When and how are static methods suppose to be used in python?
The glib answer is: Not very often.
The even glibber but not quite as useless answer is: When they make your code more readable.
First, let's take a detour to the docs:
Static methods in Python are similar to those found in Java or C++. Also see classmethod()
for a variant that is useful for creating alternate class constructors.
So, when you need a static method in C++, you need a static method in Python, right?
Well, no.
In Java, there are no functions, just methods, so you end up creating pseudo-classes that are just bundles of static methods. The way to do the same thing in Python is to just use free functions.
That's pretty obvious. However, it's good Java style to look as hard as possible for an appropriate class to wedge a function into, so you can avoid writing those pseudo-classes, while doing the same thing is bad Python style—again, use free functions—and this is much less obvious.
C++ doesn't have the same limitation as Java, but many C++ styles are pretty similar anyway. (On the other hand, if you're a "Modern C++" programmer who's internalized the "free functions are part of a class's interface" idiom, your instincts for "where are static methods useful" are probably pretty decent for Python.)
But if you're coming at this from first principles, rather than from another language, there's a simpler way to look at things:
A @staticmethod
is basically just a global function.
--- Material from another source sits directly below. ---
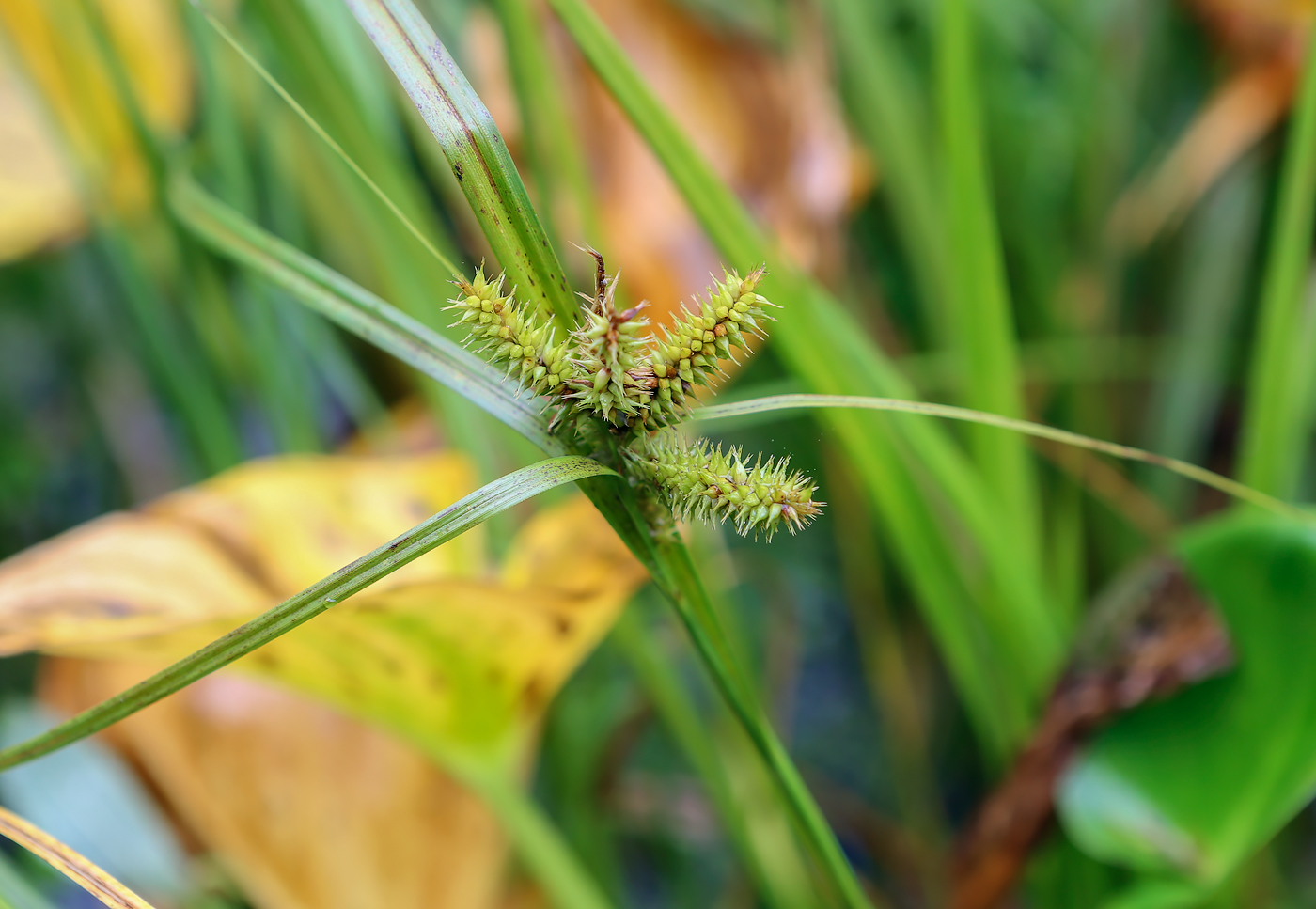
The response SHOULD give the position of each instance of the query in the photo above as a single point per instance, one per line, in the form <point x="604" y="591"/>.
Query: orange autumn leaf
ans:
<point x="453" y="654"/>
If you have a function foo_module.bar()
that would be more readable for some reason if it were spelled as foo_module.BazClass.bar()
, make it a @staticmethod
. If not, don't. That's really all there is to it. The only problem is building up your instincts for what's more readable to an idiomatic Python programmer.
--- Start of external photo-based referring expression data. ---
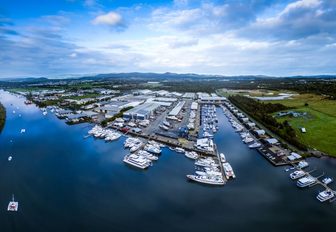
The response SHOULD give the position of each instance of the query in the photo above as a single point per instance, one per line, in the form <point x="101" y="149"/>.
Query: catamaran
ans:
<point x="205" y="179"/>
<point x="13" y="205"/>
<point x="325" y="195"/>
<point x="306" y="181"/>
<point x="297" y="174"/>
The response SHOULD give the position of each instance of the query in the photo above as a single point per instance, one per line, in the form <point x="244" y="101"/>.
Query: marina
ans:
<point x="96" y="173"/>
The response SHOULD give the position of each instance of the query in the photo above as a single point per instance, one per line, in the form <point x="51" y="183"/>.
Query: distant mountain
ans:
<point x="168" y="76"/>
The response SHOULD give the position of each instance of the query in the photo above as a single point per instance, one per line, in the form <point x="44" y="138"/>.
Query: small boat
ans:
<point x="179" y="149"/>
<point x="13" y="205"/>
<point x="228" y="171"/>
<point x="222" y="157"/>
<point x="212" y="180"/>
<point x="327" y="180"/>
<point x="303" y="164"/>
<point x="297" y="174"/>
<point x="325" y="195"/>
<point x="306" y="181"/>
<point x="191" y="155"/>
<point x="137" y="161"/>
<point x="255" y="145"/>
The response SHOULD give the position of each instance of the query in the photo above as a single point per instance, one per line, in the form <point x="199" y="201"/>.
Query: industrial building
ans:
<point x="141" y="112"/>
<point x="177" y="109"/>
<point x="189" y="95"/>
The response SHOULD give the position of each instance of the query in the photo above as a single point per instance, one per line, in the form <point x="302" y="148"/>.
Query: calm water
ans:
<point x="64" y="182"/>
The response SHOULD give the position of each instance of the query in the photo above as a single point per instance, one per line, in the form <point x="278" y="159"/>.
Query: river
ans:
<point x="64" y="182"/>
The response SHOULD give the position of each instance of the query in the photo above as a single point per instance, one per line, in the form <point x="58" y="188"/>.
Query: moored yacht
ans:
<point x="228" y="171"/>
<point x="152" y="149"/>
<point x="205" y="179"/>
<point x="222" y="157"/>
<point x="327" y="180"/>
<point x="13" y="205"/>
<point x="303" y="164"/>
<point x="191" y="154"/>
<point x="306" y="181"/>
<point x="297" y="174"/>
<point x="137" y="161"/>
<point x="325" y="195"/>
<point x="255" y="145"/>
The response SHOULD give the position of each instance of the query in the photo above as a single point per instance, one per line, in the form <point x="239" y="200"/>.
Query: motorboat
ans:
<point x="306" y="181"/>
<point x="191" y="155"/>
<point x="248" y="139"/>
<point x="325" y="195"/>
<point x="137" y="161"/>
<point x="303" y="164"/>
<point x="148" y="155"/>
<point x="13" y="205"/>
<point x="152" y="149"/>
<point x="179" y="149"/>
<point x="327" y="180"/>
<point x="222" y="157"/>
<point x="255" y="145"/>
<point x="136" y="147"/>
<point x="297" y="174"/>
<point x="228" y="171"/>
<point x="205" y="179"/>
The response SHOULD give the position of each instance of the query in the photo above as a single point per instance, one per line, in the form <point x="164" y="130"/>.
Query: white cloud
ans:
<point x="110" y="19"/>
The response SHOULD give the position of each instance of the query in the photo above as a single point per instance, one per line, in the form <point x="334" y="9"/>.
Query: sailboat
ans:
<point x="13" y="205"/>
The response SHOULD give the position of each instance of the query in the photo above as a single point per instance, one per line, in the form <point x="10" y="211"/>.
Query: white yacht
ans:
<point x="191" y="155"/>
<point x="205" y="162"/>
<point x="248" y="139"/>
<point x="327" y="180"/>
<point x="213" y="180"/>
<point x="152" y="149"/>
<point x="297" y="174"/>
<point x="137" y="161"/>
<point x="147" y="155"/>
<point x="255" y="145"/>
<point x="13" y="205"/>
<point x="306" y="181"/>
<point x="303" y="164"/>
<point x="325" y="195"/>
<point x="136" y="147"/>
<point x="228" y="171"/>
<point x="179" y="149"/>
<point x="222" y="157"/>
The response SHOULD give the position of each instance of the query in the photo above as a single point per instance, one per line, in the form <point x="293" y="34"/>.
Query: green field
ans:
<point x="320" y="121"/>
<point x="2" y="116"/>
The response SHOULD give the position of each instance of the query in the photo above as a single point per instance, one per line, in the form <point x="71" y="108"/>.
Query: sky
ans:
<point x="227" y="37"/>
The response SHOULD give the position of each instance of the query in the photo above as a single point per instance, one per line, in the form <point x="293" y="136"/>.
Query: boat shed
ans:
<point x="177" y="109"/>
<point x="141" y="112"/>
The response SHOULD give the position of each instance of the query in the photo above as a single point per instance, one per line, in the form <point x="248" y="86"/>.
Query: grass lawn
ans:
<point x="320" y="121"/>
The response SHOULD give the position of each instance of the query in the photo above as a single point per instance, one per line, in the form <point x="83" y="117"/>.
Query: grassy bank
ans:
<point x="320" y="121"/>
<point x="2" y="116"/>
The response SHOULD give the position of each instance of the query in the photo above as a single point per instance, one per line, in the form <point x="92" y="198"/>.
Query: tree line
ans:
<point x="2" y="116"/>
<point x="261" y="112"/>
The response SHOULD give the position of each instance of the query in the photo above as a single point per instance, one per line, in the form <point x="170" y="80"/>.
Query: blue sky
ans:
<point x="235" y="37"/>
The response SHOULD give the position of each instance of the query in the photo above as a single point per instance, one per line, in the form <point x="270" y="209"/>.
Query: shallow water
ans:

And of course use a @classmethod
when you need access to the class, but not the instance—alternate constructors are the paradigm case for that, as the docs imply. Although you often can simulate a @classmethod
with a @staticmethod
just by explicitly referencing the class (especially when you don't have much subclassing), you shouldn't.
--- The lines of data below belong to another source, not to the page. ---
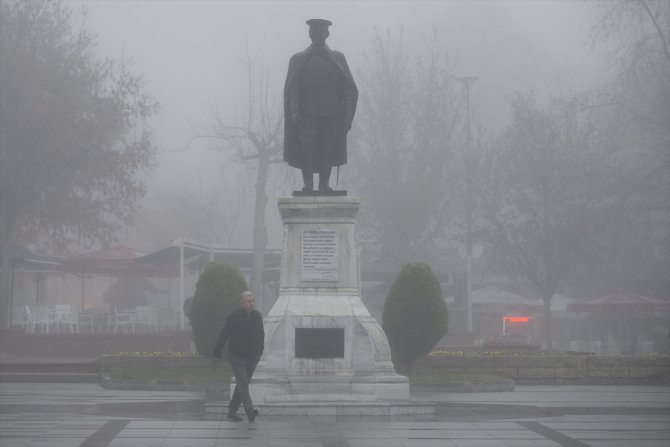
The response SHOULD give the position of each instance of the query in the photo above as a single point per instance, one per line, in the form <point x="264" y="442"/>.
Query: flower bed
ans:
<point x="174" y="371"/>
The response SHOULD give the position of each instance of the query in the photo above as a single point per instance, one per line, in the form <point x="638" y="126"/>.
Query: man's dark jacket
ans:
<point x="244" y="333"/>
<point x="348" y="94"/>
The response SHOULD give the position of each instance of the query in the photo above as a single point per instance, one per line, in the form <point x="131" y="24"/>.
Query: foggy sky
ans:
<point x="192" y="54"/>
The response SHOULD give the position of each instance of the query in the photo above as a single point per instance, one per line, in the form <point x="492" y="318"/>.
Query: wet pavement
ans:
<point x="87" y="415"/>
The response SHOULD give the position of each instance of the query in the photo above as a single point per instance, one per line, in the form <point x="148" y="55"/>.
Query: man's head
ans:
<point x="318" y="31"/>
<point x="248" y="301"/>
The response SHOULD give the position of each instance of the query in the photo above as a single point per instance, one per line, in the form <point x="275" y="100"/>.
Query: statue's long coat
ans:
<point x="347" y="89"/>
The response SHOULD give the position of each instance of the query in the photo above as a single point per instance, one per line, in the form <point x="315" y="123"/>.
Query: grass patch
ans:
<point x="144" y="374"/>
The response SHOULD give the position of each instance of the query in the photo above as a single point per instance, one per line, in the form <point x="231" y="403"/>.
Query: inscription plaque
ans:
<point x="319" y="343"/>
<point x="319" y="255"/>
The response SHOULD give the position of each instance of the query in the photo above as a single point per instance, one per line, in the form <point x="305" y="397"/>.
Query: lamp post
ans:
<point x="467" y="81"/>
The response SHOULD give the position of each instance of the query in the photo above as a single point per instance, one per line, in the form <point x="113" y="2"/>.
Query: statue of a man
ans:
<point x="320" y="98"/>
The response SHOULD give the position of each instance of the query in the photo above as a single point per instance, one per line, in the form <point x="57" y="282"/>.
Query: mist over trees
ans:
<point x="72" y="137"/>
<point x="571" y="186"/>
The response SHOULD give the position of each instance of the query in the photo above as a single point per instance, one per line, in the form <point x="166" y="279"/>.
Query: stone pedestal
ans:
<point x="322" y="345"/>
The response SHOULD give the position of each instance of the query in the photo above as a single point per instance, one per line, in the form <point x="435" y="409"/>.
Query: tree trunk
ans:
<point x="5" y="287"/>
<point x="260" y="237"/>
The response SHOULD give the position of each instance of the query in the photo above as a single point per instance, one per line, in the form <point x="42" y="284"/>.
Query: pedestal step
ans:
<point x="320" y="398"/>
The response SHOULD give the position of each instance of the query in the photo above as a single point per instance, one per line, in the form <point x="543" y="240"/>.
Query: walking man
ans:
<point x="320" y="98"/>
<point x="245" y="335"/>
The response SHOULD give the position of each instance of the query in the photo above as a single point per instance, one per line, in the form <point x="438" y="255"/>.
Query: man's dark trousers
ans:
<point x="243" y="368"/>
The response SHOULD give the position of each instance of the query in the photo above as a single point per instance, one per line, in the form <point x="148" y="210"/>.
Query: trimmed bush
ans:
<point x="217" y="294"/>
<point x="415" y="314"/>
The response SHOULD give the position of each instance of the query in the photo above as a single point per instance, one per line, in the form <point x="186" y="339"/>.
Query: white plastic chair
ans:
<point x="66" y="318"/>
<point x="146" y="319"/>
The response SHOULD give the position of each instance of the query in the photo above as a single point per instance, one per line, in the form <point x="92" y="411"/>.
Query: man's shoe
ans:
<point x="252" y="416"/>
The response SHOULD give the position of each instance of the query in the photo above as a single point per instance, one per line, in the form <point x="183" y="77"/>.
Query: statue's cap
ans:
<point x="319" y="23"/>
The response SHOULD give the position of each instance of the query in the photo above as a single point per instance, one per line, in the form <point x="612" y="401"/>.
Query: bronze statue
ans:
<point x="320" y="98"/>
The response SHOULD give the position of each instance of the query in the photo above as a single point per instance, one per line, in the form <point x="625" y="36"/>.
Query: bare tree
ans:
<point x="73" y="143"/>
<point x="210" y="211"/>
<point x="545" y="187"/>
<point x="634" y="106"/>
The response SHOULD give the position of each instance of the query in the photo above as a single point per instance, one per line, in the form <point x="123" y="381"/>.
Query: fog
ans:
<point x="193" y="58"/>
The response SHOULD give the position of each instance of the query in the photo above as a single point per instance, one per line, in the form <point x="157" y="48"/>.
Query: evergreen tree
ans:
<point x="217" y="294"/>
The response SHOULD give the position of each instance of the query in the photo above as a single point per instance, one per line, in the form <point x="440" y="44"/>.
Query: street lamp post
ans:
<point x="467" y="81"/>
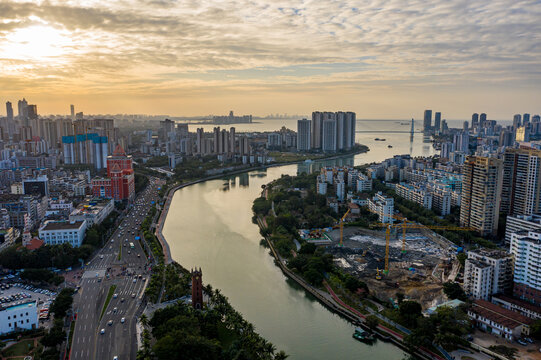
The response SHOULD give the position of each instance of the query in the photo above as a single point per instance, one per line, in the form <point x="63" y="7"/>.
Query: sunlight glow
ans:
<point x="36" y="42"/>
Finally, getting to your specific question:
If the only reason clients ever need to look up data by ID is to construct an Entity
, that sounds like an implementation detail you shouldn't be exposing, and it also makes client code more complex. Just use a constructor. If you don't want to modify your __init__
(and you're right that there are good reasons you might not want to), use a @classmethod
as an alternate constructor: Entity.from_id(id_number, db_connection)
.
On the other hand, if that lookup is something that's inherently useful to clients in other cases that have nothing to do with Entity
construction, it seems like this has nothing to do with the Entity
class (or at least no more than anything else in the same module). So, just make it a free function.